(This is my hundredth post! Hooray!)
I borrowed a book from this awesome person in my writing group on Tuesday. What Would Your Character Do? is the title, and it's supposed to help with character development (and making their actions believable). It asks situational questions, like "What is the first thing your character does upon receiving an invitation to an extended family picnic?"
It got me thinking. I've made my own questionnaires for characters before, and filled out some that were made by others--but I started wondering if I actually know how my own friends would react... it really reinforces for me the idea that we have to know our characters better than can possibly know a real person. After all, we're in their heads.
One of my major problems with the last draft of Tsirash came in getting those characters across; to those who had never heard me really talk about my book or the people living in my head, they came across as whiny, overemotional, or irrational. Not every person said the same thing about every character, though, and it's been tough for me to pick through and decide what I really need to focus on that could fix this problem. (Whoa, there's though, tough, through in the same sentence!) I feel like I know them so well--the issue isn't so much knowing what they would do as how that makes them appear.

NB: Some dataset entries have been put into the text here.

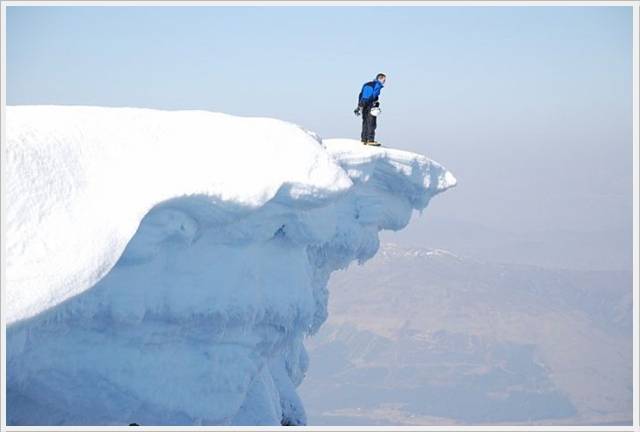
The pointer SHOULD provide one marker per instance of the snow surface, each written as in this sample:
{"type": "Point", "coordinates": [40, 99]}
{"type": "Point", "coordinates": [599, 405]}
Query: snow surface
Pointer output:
{"type": "Point", "coordinates": [163, 267]}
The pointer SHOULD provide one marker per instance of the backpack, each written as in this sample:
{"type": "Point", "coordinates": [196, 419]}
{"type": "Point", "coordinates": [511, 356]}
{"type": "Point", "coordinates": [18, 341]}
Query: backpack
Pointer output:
{"type": "Point", "coordinates": [370, 83]}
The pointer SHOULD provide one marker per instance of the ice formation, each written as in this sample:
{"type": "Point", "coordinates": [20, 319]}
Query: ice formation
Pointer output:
{"type": "Point", "coordinates": [164, 267]}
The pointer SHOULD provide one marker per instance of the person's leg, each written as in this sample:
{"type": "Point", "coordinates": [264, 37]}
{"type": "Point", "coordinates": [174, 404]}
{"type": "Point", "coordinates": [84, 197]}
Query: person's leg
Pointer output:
{"type": "Point", "coordinates": [372, 128]}
{"type": "Point", "coordinates": [363, 134]}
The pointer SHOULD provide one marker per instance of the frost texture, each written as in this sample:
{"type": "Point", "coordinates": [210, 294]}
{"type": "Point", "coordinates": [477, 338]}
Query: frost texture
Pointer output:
{"type": "Point", "coordinates": [164, 267]}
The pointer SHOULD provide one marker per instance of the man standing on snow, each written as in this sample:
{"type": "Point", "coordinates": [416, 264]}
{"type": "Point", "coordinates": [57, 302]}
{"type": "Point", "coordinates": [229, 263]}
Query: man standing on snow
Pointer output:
{"type": "Point", "coordinates": [369, 106]}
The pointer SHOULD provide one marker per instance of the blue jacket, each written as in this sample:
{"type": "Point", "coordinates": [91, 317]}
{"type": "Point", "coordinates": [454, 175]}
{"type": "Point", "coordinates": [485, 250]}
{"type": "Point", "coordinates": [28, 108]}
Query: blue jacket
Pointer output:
{"type": "Point", "coordinates": [369, 93]}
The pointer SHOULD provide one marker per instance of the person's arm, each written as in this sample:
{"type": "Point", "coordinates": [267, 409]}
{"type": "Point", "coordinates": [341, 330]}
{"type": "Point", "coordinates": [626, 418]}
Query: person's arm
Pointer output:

Which brings me back to the book. These questions for characters give basic multiple choice answers to you--but then explain what sort of person would generally choose/feel that way. For instance, if I chose "D) Feel unaccountably depressed"... I also see that it says, "Feeling unaccountably depressed alerts us to the possibility that your character sees herself as an outsider even in her own family."
Not that this book is perfect--especially for what I'm writing, since the scenarios are about modern-day dealings in our own world. But I do think there's a lot to be said about tiny glimpses making big differences. And if you want to know how to do that, you'd best start asking questions.